ZH - O que a senhora sabe sobre a luta dos indígenas no sul do Brasil?
     Rigoberta - Abordamos o Brasil como um continente a mais, apesar deste grande país fazer parte da América Latina. A referência de luta que temos é, em primeiro lugar, o trabalho do Movimento dos Trabalhadores Rurais Sem Terra (MST), do PT e de Lula. Isso é Brasil para nós. Neste país, no entanto, não se conseguiu projetar a luta dos povos indígenas.

ZH - Em 1994, quando esteve no Brasil, a senhora fez críticas contundentes às políticas do governo do presidente Fernando Henrique Cardoso a respeito dos sem-terra. Alguma coisa mudou desde então?
     Rigoberta - Falar dos sem-terra no Brasil é falar de uma altíssima porcentagem da população que sofre de extrema pobreza e fome. A luta dos sem-terra é algo que descreve bem o Brasil. Em nossas escritórios temos recebido muitas denúncias.

ZH - Alguma denúncia parte do Rio Grande do Sul?
     Rigoberta - Do Sul, não estou certa. Mas há uma grande quantidade, tanto de grupos de mulheres, quanto de populações afetadas por vários abusos. O Brasil é um país onde a desigualdade é profundamente visível. Há sem-teto, sem-terra, sem nada. As crianças nas ruas e as favelas seguem sendo uma ferida profunda, permanente, do Brasil.

ZH - Que tipo de denúncias provenientes do Brasil chegam a seu escritório?
     Rigoberta - Muito abandono, pobreza e miséria. Há um silêncio total do governo sobre os indígenas no Brasil e este é um método de genocídio. O governo não quer que os dirigentes indígenas participem de nenhum fórum internacional. É o país que mais tem freado o reconhecimento dos direitos indígenas na comunidade internacional.
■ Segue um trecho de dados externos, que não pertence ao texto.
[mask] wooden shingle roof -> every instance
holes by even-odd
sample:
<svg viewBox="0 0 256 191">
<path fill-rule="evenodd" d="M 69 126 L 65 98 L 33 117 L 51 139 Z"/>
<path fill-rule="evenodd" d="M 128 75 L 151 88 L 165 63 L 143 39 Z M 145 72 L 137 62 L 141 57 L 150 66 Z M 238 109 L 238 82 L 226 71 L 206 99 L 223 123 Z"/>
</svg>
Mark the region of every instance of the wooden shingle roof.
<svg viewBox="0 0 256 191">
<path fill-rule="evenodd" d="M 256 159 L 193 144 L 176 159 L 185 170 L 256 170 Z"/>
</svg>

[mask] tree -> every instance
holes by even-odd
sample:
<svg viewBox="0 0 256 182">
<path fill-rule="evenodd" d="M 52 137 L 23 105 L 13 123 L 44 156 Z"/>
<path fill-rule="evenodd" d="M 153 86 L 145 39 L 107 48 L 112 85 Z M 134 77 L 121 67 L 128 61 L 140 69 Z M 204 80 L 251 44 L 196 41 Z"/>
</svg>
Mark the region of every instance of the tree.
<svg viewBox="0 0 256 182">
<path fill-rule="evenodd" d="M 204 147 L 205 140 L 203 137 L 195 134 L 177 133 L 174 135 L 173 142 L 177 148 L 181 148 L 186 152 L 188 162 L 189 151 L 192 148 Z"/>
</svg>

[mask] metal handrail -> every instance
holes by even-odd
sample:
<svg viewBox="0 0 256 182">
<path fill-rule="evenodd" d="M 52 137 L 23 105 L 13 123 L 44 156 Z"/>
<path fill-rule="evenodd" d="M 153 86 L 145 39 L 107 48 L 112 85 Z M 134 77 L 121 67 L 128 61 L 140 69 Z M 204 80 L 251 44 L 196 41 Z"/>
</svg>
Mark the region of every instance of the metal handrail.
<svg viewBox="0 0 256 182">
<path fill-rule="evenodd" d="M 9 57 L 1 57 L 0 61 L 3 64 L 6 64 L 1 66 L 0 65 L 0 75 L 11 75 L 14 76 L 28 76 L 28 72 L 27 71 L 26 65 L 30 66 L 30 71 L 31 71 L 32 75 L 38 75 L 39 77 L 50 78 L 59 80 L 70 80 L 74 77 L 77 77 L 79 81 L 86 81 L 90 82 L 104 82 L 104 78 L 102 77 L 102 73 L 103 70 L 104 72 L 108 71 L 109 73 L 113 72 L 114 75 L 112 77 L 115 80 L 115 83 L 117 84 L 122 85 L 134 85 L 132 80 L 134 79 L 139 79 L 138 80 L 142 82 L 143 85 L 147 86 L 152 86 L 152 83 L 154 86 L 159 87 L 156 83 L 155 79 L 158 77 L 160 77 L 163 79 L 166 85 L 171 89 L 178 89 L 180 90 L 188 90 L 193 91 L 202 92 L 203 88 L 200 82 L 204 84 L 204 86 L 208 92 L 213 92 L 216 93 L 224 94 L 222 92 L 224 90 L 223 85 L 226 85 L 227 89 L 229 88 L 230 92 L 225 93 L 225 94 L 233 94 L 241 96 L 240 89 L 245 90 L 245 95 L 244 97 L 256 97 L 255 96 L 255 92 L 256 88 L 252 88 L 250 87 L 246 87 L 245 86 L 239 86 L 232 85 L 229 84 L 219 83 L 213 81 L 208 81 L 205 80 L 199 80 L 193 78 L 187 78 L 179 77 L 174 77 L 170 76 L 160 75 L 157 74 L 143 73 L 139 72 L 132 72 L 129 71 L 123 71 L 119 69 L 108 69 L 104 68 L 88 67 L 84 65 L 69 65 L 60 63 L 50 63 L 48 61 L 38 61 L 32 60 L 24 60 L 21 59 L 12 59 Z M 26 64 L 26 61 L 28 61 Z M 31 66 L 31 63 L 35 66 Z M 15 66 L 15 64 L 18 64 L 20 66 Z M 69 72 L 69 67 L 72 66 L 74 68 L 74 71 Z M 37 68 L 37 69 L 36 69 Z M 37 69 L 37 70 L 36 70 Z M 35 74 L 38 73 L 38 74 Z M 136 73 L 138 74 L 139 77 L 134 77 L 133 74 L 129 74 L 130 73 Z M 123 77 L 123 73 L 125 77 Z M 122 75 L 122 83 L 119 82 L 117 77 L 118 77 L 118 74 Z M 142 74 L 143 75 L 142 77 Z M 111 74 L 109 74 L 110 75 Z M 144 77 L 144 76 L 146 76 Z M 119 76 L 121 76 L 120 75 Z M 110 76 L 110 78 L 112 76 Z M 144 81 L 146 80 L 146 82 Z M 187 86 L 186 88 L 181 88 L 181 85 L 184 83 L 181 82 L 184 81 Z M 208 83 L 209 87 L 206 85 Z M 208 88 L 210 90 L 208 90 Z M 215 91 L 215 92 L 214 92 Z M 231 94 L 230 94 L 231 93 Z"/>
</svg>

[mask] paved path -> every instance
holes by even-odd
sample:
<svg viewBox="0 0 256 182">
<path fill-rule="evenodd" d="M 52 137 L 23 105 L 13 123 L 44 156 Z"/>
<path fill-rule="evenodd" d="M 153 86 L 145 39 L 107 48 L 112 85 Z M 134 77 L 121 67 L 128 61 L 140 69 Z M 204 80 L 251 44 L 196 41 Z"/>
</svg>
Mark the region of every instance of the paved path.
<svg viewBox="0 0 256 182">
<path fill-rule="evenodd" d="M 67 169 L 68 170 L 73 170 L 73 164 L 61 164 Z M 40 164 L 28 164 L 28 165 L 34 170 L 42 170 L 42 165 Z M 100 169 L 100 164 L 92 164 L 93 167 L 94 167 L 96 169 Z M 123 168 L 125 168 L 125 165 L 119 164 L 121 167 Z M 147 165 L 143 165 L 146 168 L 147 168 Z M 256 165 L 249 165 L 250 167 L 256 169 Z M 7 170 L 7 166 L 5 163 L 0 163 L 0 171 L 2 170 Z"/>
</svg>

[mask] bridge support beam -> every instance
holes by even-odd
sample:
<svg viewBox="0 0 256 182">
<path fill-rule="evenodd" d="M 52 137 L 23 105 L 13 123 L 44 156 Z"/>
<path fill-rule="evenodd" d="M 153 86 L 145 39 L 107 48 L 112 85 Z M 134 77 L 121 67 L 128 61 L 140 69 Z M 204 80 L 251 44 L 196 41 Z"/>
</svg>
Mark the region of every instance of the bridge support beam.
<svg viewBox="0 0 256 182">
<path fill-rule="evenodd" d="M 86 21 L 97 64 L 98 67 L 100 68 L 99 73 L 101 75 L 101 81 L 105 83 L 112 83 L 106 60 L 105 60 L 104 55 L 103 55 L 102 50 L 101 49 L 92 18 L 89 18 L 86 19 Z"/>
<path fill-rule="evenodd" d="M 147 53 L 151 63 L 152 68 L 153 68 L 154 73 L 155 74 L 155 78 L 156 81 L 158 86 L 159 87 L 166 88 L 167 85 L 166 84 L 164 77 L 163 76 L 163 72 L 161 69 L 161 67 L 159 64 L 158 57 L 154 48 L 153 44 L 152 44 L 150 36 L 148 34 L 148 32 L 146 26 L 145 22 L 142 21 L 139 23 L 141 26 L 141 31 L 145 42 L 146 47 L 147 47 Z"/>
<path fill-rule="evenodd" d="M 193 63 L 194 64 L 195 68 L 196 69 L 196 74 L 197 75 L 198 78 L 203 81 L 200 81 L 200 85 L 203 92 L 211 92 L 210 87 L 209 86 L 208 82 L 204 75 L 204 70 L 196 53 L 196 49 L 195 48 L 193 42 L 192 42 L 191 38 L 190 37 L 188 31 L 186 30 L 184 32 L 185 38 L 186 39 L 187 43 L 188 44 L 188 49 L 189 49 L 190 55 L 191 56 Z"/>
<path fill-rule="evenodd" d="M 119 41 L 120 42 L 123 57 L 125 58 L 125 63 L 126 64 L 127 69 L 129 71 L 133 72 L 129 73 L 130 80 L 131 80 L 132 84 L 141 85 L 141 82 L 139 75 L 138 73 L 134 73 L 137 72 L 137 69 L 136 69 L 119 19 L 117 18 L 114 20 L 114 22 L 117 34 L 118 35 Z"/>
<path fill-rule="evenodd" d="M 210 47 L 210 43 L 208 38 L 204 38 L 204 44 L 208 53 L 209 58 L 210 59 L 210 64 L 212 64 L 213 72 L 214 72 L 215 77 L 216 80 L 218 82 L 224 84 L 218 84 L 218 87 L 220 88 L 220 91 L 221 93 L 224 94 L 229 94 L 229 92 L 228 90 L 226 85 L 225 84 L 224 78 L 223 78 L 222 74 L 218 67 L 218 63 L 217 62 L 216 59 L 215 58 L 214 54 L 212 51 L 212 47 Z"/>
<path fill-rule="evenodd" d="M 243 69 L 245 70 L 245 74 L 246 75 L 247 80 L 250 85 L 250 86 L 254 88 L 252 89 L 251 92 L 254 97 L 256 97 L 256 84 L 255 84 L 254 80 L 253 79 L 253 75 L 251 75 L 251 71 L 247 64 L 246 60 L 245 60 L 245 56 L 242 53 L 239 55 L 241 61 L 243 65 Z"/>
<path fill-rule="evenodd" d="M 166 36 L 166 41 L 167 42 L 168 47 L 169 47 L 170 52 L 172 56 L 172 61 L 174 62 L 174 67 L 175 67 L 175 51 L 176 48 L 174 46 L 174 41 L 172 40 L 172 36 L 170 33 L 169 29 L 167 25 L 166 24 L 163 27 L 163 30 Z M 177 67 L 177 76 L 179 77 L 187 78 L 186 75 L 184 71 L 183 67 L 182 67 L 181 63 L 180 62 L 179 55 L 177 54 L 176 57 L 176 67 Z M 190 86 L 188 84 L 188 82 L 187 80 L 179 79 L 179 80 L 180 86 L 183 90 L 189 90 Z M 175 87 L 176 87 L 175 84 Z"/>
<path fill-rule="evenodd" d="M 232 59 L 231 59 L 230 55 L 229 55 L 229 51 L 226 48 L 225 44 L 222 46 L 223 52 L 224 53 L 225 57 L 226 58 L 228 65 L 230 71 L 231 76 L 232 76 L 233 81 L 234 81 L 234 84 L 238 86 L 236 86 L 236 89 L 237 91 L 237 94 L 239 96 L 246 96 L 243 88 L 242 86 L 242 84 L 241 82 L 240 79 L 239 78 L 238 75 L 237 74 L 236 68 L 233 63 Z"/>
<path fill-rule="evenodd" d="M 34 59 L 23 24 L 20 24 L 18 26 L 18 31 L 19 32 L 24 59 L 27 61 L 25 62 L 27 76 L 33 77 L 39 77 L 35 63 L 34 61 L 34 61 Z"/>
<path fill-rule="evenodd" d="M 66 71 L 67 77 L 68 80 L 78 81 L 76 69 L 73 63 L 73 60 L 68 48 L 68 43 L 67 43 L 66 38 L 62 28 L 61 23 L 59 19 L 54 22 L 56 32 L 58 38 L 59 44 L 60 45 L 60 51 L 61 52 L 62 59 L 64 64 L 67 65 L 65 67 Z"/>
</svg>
ZH - Como a senhora enfrentou a contestação de alguns críticos ao seu prêmio?
     Rigoberta - O Prêmio Nobel é uma medalha e um diploma. Recebi 23 diplomas nestes 15 anos. Se pudesse vender meu diploma para construir uma escola seria muito mais útil. Temos 10 anos de Prêmio Nobel. Neste período, lutamos muito. Tenho autoridade moral para criticar e opinar, porque não devo nada a ninguém.

ZH - Quem estava por trás das críticas a seu livro?
      Rigoberta - Sempre tive consciência de que a CIA (a agência de inteligência americana) estava por trás. Havíamos começado a trazer a público os resultados do genocídio na Guatemala. O relatório da Igreja Católica reconhecia a existência de cerca de 200 mil vítimas na Guatemala. Havíamos contabilizado cerca de 50 mil desaparecidos no país. Na ocasião, também estava para ser publicado o relatório da ONU, que contabiliza 646 massacres em comunidades indígenas e 440 aldeias destruídas. Estávamos a ponto de publicar o informe. Eles pensavam que era importante desfigurar minha imagem. Eles falharam. Não precisam acreditar em mim, mas nos relatórios da ONU.